MBE Fast Fact: Recapture of Chattels

Within the area of intentional torts, the topic of recapture of chattels tends to cause some difficulty. And with good reason: it's somewhat of a gray area of law with different outlines stating different types of analysis. Here's what should be known for purposes of the MBE:

It's important when analyzing recapture of chattels to determine exactly how the chattels came into the possession of the person from whom the chattel is now being recaptured. Assume that X is the owner of the chattel, and that Y is now in possession of X's chattel.

If Y's possession of the chattel began lawfully, then X may only use peaceful means to recapture the chattel. To the contrary, X may only use force to recapture the chattel from Y if X is in hot pursuit of Y, and if Y has obtained the chattel unlawfully.

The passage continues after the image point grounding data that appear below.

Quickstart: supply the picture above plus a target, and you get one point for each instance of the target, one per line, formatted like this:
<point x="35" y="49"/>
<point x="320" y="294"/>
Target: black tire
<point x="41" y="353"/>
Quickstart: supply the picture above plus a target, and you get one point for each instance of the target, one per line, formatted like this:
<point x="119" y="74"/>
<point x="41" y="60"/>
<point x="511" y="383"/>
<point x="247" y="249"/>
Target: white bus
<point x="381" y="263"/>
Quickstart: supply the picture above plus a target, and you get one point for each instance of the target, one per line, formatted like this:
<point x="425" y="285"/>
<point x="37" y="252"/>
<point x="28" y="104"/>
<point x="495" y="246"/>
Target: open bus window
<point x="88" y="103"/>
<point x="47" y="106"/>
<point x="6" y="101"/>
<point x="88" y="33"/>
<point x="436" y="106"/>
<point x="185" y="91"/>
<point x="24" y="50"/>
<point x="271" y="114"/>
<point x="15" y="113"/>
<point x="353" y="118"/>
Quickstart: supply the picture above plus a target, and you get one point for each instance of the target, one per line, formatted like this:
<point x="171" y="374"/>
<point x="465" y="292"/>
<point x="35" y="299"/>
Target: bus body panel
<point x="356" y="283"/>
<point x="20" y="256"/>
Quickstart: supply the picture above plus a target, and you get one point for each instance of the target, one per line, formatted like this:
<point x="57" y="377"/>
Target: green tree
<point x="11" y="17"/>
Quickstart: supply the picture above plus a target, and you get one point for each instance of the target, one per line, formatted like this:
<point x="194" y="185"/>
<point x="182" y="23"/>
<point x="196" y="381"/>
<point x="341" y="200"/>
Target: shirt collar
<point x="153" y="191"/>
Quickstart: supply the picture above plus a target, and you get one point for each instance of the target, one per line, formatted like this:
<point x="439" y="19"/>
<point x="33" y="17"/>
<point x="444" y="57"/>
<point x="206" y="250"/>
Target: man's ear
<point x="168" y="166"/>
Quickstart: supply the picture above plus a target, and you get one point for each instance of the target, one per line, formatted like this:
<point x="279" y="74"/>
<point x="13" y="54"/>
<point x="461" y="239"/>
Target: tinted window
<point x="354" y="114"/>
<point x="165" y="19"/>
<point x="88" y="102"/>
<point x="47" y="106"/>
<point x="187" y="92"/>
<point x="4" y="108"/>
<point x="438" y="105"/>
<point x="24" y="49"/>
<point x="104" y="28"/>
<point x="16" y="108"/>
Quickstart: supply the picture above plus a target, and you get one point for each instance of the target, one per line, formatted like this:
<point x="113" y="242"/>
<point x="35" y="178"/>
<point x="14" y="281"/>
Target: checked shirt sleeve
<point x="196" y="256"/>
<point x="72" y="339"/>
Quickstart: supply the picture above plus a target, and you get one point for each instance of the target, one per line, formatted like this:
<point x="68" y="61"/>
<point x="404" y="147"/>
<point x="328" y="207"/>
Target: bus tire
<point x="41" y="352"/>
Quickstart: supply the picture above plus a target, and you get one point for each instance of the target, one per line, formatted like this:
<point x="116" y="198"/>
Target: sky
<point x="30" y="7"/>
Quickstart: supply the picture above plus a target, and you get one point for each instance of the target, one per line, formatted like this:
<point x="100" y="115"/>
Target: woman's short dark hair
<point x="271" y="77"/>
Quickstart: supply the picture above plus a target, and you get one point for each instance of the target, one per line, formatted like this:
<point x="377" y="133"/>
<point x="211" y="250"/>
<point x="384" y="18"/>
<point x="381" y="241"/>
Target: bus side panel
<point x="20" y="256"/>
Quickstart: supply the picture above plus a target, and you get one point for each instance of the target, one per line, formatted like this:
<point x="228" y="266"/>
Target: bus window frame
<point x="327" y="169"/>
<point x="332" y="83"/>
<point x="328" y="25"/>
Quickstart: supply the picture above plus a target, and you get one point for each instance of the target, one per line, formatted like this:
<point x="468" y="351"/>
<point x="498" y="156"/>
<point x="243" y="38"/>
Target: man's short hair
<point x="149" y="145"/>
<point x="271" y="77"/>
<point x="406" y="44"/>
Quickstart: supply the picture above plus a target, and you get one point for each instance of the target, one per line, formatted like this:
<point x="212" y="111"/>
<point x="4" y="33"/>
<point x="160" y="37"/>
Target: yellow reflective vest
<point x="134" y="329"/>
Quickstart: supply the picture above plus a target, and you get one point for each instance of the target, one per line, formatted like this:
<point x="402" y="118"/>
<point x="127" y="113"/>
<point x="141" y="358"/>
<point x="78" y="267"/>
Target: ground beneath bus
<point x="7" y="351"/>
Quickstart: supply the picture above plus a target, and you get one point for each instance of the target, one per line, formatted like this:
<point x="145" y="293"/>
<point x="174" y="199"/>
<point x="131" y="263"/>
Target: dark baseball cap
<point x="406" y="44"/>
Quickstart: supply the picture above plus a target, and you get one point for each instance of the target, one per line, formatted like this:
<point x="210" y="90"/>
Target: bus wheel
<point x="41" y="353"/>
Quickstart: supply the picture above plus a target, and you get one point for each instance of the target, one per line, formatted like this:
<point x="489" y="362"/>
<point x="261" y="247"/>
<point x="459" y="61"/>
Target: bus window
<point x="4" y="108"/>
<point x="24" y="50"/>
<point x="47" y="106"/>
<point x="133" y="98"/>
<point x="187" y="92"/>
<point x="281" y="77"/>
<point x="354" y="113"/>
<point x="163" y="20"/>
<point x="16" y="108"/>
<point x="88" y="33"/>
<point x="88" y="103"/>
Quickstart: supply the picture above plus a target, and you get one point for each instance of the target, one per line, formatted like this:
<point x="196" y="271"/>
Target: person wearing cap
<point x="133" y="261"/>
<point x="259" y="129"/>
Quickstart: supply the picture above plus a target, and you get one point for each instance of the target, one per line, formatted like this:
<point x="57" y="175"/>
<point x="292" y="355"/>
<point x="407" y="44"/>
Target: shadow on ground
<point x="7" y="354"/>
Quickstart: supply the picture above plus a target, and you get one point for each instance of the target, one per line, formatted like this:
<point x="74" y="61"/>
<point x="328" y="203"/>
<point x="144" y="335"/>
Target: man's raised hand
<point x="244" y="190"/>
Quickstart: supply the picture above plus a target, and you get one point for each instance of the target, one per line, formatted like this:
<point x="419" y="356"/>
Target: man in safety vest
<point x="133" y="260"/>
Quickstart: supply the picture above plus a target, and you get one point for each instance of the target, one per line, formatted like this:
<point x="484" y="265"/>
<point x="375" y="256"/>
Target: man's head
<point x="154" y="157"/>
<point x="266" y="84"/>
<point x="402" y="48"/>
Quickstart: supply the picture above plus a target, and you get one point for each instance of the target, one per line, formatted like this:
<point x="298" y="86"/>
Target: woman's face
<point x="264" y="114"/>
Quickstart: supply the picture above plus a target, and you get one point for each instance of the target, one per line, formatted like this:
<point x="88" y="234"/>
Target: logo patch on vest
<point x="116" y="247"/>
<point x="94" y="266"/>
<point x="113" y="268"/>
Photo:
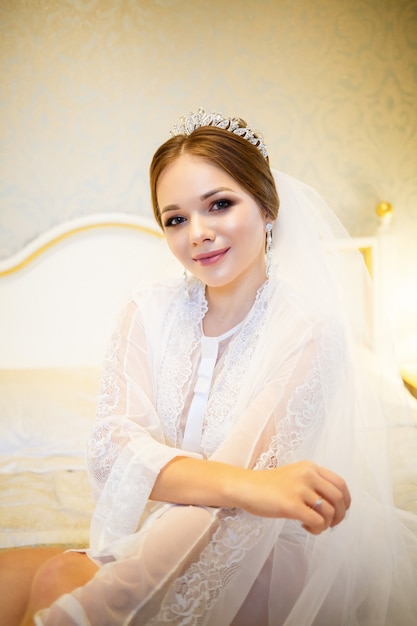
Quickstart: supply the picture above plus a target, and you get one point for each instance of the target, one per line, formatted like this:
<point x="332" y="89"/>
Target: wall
<point x="91" y="87"/>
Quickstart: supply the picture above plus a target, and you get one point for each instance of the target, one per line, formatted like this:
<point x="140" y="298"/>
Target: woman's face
<point x="212" y="226"/>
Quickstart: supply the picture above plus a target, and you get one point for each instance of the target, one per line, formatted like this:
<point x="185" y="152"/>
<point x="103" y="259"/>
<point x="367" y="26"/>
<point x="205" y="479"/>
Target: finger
<point x="321" y="515"/>
<point x="337" y="482"/>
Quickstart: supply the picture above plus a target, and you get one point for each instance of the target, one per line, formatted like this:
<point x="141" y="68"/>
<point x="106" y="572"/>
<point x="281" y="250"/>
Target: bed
<point x="59" y="299"/>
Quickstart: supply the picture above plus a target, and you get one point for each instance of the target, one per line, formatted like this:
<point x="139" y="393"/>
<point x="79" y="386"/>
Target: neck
<point x="227" y="306"/>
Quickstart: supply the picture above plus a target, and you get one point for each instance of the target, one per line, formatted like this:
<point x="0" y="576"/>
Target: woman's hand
<point x="303" y="491"/>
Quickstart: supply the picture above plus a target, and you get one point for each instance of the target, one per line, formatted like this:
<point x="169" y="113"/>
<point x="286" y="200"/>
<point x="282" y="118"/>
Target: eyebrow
<point x="208" y="194"/>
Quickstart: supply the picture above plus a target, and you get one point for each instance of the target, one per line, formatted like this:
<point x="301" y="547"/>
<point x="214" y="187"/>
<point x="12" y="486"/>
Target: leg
<point x="60" y="574"/>
<point x="17" y="570"/>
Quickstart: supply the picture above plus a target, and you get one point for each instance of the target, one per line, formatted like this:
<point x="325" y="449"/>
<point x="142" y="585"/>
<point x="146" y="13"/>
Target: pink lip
<point x="209" y="258"/>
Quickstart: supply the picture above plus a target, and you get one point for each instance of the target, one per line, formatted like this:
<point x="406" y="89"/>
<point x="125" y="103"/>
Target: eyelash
<point x="178" y="219"/>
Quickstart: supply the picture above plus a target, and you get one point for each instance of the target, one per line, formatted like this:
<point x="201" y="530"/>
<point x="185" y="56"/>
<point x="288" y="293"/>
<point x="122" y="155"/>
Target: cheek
<point x="175" y="244"/>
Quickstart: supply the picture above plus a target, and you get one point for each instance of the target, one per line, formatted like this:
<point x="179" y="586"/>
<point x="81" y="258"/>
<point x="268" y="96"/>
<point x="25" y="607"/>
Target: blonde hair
<point x="233" y="154"/>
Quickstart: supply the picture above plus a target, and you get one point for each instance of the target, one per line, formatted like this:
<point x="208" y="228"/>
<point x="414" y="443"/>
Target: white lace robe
<point x="275" y="397"/>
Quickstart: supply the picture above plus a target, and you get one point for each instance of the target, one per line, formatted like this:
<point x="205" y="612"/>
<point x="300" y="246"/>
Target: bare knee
<point x="59" y="575"/>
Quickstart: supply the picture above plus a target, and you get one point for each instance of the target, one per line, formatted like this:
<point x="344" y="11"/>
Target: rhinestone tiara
<point x="192" y="121"/>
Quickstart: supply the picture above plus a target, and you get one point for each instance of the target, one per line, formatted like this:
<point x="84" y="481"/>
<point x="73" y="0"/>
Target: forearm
<point x="187" y="480"/>
<point x="290" y="491"/>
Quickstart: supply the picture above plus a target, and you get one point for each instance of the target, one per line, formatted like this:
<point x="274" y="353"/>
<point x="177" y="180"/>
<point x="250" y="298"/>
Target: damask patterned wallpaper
<point x="91" y="87"/>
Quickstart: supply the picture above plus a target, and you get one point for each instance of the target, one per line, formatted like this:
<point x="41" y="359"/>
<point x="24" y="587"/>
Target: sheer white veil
<point x="369" y="563"/>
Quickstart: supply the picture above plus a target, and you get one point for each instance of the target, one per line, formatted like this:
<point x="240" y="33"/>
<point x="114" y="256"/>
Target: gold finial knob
<point x="384" y="209"/>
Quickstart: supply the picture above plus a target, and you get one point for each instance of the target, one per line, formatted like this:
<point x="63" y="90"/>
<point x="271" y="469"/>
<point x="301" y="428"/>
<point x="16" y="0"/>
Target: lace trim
<point x="306" y="407"/>
<point x="194" y="593"/>
<point x="227" y="384"/>
<point x="101" y="449"/>
<point x="176" y="366"/>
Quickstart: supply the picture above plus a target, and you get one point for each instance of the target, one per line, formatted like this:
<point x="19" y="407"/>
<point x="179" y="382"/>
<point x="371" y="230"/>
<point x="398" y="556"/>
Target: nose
<point x="200" y="230"/>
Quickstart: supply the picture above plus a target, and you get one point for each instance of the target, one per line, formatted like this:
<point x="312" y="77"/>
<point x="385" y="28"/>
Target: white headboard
<point x="60" y="296"/>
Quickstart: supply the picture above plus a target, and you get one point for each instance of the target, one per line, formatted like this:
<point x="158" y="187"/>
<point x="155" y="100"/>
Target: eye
<point x="174" y="221"/>
<point x="221" y="205"/>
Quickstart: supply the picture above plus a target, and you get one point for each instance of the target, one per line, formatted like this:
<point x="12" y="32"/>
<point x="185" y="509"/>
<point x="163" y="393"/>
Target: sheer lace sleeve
<point x="127" y="447"/>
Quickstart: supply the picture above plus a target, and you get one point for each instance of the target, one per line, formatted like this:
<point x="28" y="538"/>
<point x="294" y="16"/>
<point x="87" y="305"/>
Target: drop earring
<point x="268" y="249"/>
<point x="186" y="291"/>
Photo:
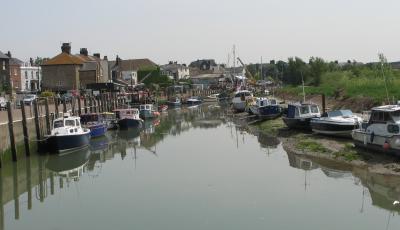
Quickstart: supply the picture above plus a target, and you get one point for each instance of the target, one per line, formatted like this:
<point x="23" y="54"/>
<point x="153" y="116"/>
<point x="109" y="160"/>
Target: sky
<point x="187" y="30"/>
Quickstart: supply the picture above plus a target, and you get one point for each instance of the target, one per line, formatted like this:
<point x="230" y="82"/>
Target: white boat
<point x="382" y="131"/>
<point x="337" y="123"/>
<point x="265" y="108"/>
<point x="67" y="134"/>
<point x="299" y="115"/>
<point x="241" y="99"/>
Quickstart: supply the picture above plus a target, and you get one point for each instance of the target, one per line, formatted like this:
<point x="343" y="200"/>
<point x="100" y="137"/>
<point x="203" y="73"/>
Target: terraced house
<point x="73" y="72"/>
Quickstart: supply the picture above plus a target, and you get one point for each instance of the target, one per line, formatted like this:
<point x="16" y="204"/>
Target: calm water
<point x="194" y="169"/>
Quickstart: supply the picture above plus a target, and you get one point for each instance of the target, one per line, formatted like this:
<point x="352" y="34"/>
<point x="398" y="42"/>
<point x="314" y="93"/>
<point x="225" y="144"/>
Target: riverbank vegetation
<point x="337" y="80"/>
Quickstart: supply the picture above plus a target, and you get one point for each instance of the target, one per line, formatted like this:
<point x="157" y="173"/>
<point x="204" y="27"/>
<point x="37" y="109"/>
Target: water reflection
<point x="34" y="179"/>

How might this play out in a question. Assume that Y has come into possession of X's chattel lawfully. For example, assume X has given a piece of property to Y, and that now Y refuses to return it. If X attempts to recapture the property and uses force in doing so, Y may have a claim against X for battery, even though X was merely attempting to recapture property that belonged to X. This is because the use of force on the part of X would not be allowed in such a situation, so that if X claimed recapture of chattels as a defense to a claim of battery, the defense would fail.

Monday, March 9, 2015

MBE Fast Fact: Interference with Business Relations

A tort that shows up with some regularity on the MBE is the tort of interference with business relations. As is the case with all intentional torts, the key to answering questions correctly that are testing this tort is to know the elements of the tort. They are as follows:

--A valid contractual relationship between plaintiff and a third party, or a valid business expectancy of plaintiff with the third part

--Defendant's knowledge of that relationship or expectancy

--Intentional interference of the relationship or expectancy by defendant that induces a breach of the relationship or expectancy

--Damages to plaintiff.

But the analysis does not end there. Defendant's conduct may be privileged where it is a proper attempt to obtain business for defendant. Defendant's conduct is far more likely to be deemed privileged in this respect if the conduct is one that merely interferes with plaintiff's expectancy of business and not an already-existing business relationship. In addition, the analysis should run in favor of finding a privilege if defendant used commercially acceptable means of persuasion rather than illegal or threatening tactics, or if defendant is a competitor of plaintiff seeking the same prospective clients. It's also important to note that if the third party has contacted defendant seeking business advice, and the defendant provides such advice, providing such advice is unlikely to be deemed actionable by plaintiff as an interference of plaintiff's relationship with the third party, even if the the advice ultimately leads to the third party forming a business relationship with defendant rather than plaintiff.

Sunday, February 22, 2015

Good Luck!

Best of luck to all sitting this week for the bar exam!!

Posting to resume shortly in preparation for the July '15 exam.

Monday, February 16, 2015

MBE Fast Fact: Wrongful Birth vs Wrongful Life

Let's be sure to distinguish these concepts as they do show up on the MBE:

In short, wrongful life means the the child sues the mother or others for being born. Wrongful birth, on the other hand, means the mother sues others (very often a doctor who fails to inform the mother of the potential for a disability) for being burdened monetarily with a disabled child. Wrongful birth cases are nearly always medical malpractice tort cases.

For purposes of the MBE, it's most important to remember the following: Most states reject a claim of wrongful life, and of the few states that do permit it, some would limit recovery to the special damages attributable to the disability.

In contrast, a cause of action for wrongful birth will be permitted in many states. Though allowable, damages will generally be limited to expenses incurred as a result of the child's disabilities.